The 68-year-old Blankenship is a large man with thinning hair, a double-wide chin, and a thick brown mustache. During his 18 years as CEO of the Appalachian coal giant Massey Energy, he cultivated a reputation as a domineering taskmaster whom subordinates crossed at their peril—a boss who bragged of having been shot at by his own employees, a millionaire who allegedly ripped a coat rack out of the wall to prove a point to his housekeeper. But Blankenship is so soft-spoken in person it sometimes sounds as if he is talking to his shirt. He struggles at small talk. He’d rather discuss his ads.
“As I say in one of my commercials, it should be easy to choose between me and the others,” he said, as he waited on his egg sandwich, “because the enemies I have are the very enemies of West Virginia—Obama and Hillary.”
Two years ago, Blankenship was sentenced to a year in prison for conspiring to violate federal mine safety laws in the lead up to the April 5, 2010, explosion at the Massey-owned Upper Big Branch (UBB) mine.
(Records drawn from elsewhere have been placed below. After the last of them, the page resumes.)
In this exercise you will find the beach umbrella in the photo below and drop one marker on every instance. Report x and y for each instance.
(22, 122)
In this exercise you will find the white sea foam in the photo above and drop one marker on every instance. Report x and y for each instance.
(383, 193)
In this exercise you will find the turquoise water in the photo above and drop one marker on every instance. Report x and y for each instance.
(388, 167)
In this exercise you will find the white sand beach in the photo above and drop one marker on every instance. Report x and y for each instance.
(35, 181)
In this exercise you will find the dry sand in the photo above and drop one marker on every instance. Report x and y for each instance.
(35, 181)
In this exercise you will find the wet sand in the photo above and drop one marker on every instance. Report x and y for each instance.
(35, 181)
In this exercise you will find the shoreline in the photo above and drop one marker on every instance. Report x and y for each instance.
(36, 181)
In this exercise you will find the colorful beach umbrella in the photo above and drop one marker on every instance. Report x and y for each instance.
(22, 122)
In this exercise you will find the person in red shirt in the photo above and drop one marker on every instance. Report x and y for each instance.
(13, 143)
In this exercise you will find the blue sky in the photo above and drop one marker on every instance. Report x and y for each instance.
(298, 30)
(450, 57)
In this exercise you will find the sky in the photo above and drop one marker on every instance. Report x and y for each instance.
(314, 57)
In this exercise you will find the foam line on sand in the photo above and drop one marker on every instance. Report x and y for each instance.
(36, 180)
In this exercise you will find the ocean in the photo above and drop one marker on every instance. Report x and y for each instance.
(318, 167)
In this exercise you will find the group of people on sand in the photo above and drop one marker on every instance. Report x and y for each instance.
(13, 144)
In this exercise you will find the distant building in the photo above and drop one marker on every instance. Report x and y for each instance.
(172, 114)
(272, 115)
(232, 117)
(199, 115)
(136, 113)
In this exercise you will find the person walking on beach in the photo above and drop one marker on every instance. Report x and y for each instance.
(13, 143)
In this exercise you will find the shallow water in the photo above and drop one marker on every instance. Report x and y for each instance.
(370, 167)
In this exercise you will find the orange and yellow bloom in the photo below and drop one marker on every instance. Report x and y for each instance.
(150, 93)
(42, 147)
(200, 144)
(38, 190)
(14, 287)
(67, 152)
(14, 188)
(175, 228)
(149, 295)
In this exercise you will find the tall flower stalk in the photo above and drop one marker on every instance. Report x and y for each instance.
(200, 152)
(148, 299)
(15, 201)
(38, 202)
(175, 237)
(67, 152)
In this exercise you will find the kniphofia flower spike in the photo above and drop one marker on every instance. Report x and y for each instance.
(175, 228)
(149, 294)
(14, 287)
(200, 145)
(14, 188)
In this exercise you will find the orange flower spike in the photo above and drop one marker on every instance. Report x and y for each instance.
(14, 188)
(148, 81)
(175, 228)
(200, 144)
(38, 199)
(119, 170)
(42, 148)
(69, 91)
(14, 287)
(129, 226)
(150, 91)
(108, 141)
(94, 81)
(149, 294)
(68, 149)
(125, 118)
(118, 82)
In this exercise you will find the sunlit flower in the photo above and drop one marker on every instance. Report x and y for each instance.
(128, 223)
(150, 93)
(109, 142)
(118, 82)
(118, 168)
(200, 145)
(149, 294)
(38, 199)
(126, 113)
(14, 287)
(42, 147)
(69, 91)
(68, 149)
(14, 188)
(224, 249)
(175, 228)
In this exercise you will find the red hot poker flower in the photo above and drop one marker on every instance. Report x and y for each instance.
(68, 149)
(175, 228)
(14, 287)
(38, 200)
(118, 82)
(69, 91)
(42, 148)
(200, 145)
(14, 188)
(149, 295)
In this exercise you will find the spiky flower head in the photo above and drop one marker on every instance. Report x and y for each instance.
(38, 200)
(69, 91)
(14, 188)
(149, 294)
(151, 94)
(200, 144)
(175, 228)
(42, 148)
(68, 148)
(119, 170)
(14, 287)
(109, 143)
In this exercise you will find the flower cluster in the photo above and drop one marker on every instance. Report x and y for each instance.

Twenty-nine miners died in the blast. Although he was never charged in connection with the explosion itself, four subsequent investigations reached the same conclusion: Massey’s emphasis on profits over safety had created a perfect storm of hazards that made the disaster possible. Prosecutors had aimed to send Blankenship to prison for 30 years on a handful of charges, the most serious of which was making false statements to the Securities and Exchange Commission about Massey’s safety record (a felony). After he was found guilty on a single misdemeanor charge, the judge handed down the statutory maximum. Blankenship went from being a merely polarizing figure in the state to a pariah.
But that was then. Now, Blankenship isn’t running from his conviction—he’s largely running on it.